Database Programming in Python: Accessing MySQL

While data storage for applications is no longer considered complex, it is now simplified to the point that flexibility is sacrificed. There is a good compromise, however. In this article, you will learn how to access a a MySQL database with Python.

Data forms the base of all application programs. Whatever the domain, the core of the application’s logic goes into extraction, processing, storage and presentation of the data. Each of these has evolved into a specialized domain of its own.

If storage is the context, then anything from persisting data to a file to persisting it into a database can become a part of the core logic. In the early days of programming, any level of storage of data was considered complicated, especially in databases. However in this era of Very High Level Programming Languages, complexity has become a thing of past (almost).

The major issue with VHLL is that most of them sacrifice flexibility for simplicity. Equilibrium between flexibility and simplicity must exist so that data-bound applications need not be termed either complex or user-unfriendly.  This is where languages such as Python play a pivotal role.

The beauty of Python is that it can provide abstraction in data access and processing at various levels. In other words, Python provides for database access both at the SQL level as well as at the object level and to almost any database.

That justifies the first part of this article’s title. Coming to the second part, of all the relational databases, MySQL is the best bet. There are two reasons. The first one is that MySQL is free. The second one is that MySQL is comparatively less resource hungry. Hence, a Python-MySQL combination is a good option for a data-bound application.

The first sections of this article will deal with the steps required for connecting with and retrieving data from MySQL. In the last section I will put  the theory into practice by applying it in a real-world example. That’s the agenda for this discussion.

{mospagebreak title=Accessing MySQL, Step By Step}

Python has provided aspecification for API for database access. This specification is in its second version and is known as DB-API 2.0. Any database access module has to conform to the DB-API 2.0 specification. Almost all the modules for RDBMSs conform to the specification. MySQLdb module is no exception. For accessing MySQL I will use MySQLdb. Four steps must be taken to make it work. They are:

1. Connecting with the database

2. Creation of the cursor

3. Execution of the SQL statement

4. Fetching the result set and iterating over the result set

The fourth step can incorporate any of the following: Create, Retrieve, Update and Delete, or CRUD in short. If the operation is Retrieve or Projection in terms of SQL, a fifth step is required. For all else, only the first four are required, and the fifth is optional. Here are the details:

1. Connecting with the database

A table resides within a database. This is particularly true for MySQL. To create a table, a database must be created first, or at least a database must be present. So to retrieve data from a table, a connection to the database must be established. This is done by using the connect() method. In other words, connect is the constructor of the MySQLdb. The parameters are as follows:

  • host is the name of the system where the MySQL server is running. It can be a name or an IP address. If no value is passed, then the default value used is localhost.
  • user is the user id, which must be authenticated. In other words, this is the authentic id for using the services of the Server. The default value is the current effective user. Most of the time it is either ‘nobody’ or ‘root’.
  • passwd — It is by using a combination of the user id and a password that MySQL server (or for that matter any server) authenticates a user. The default value is no passwords.
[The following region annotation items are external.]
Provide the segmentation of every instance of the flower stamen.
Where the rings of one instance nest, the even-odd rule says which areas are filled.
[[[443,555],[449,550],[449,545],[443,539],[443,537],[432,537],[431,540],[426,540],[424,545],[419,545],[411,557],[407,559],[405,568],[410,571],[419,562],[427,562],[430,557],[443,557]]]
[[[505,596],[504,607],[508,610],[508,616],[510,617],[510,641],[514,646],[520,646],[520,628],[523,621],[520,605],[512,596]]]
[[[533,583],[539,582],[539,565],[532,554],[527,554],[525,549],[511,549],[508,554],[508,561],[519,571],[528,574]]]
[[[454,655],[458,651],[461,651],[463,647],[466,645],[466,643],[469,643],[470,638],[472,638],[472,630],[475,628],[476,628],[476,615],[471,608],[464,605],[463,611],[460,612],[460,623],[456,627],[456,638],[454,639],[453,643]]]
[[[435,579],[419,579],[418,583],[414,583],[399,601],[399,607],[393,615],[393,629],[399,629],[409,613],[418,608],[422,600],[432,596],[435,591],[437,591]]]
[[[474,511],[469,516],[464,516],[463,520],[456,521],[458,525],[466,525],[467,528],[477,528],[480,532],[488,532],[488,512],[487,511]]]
That means a null string for this parameter.
  • db is the database that must be used once the connection has been established with the server. However, if the database to be used is not selected, the connection established is of no use. There is no default value for this parameter. 
  • port is the port where the server is running. The default value is 3306.

There are more parameters. But these are the most important and most commonly used parameters. For example, to connect to a database ‘test’ running on a system having the name ‘Demo’ with the user ‘root’ and password ‘adm1n,’ the statement would be:

db= MySQLdb.connect(host=’Demo’, user=’root’ , passwd=’adm1n’, db=’test’)

The connect() returns a connection object. In the above example db contains the connection object. It is this object that will be used in the next step.

2. Creation of the cursor

In the terminology of databases, cursor is that area in the memory where the data fetched from the data tables are kept once the query is executed. In essence it is the scratch area for the database.

MySQL does not support cursors. But it is easy to emulate the functionality of cursors. That’s what the MySQLdb does. To get a cursor, the cursor() method of connection object has to be used. There is only one parameter to this method — the class that implements cursor behavior. This parameter is optional. If no value is given, then it defaults to the standard Cursor class. If more control is required, then custom Cursor class can be provided. To obtain a cursor object the statement would be:

cursor= db.cursor()   

Once the above statement is executed, the cursor variable would have a cursor object.

{mospagebreak title=Accessing MySQL, Step by Step continued}  

3. Execution of the SQL statement

The steps enumerated until now have done the job of connecting the application with the database and providing an object that simulates the functionality of cursors. The stage has been set for execution of SQL statements. Any SQL statement supported by MySQL can be executed using the execute() method of the Cursor class. The SQL statement is passed as a string to it. Once the statement is executed successfully, the Cursor object will contain the result set of the retrieved values. For example, to retrieve all the rows of a table named USER_MASTER the statement would be:

cursor.execute(“select * from USER_MASTER”)

Once the above statement is executed, the cursor object would contain all the retrieved. This brings us to the fourth step, fetching of the resultset. Before moving on to the next step, there is one point you must understand. The execute() function accepts and executes any valid SQL statement, including DDL statements such as delete table, alter table, and so on. In the case of DDL statements, there is no fifth step (i.e. iteration over the results fetched).

4. Fetching the resultset

The flexibility of Python comes to the fore in this step also. In the real world, fetching all the rows at once may not be feasible. MySQLdb answers this situation by providing different versions of the fetch() function of Cursor class. The two most commonly used versions are:

  • fetchone(): This fetches one row in the form of a Python tuple. All the data types are mapped to the Python data types except one — unsigned integer. To avoid any overflow problem, it is mapped to the long. 
  • fetchall(): This fetches all the rows as tuple of tuples. While fetchone() increments the cursor position by one, fetchall() does nothing of that kind. Everything else is similar.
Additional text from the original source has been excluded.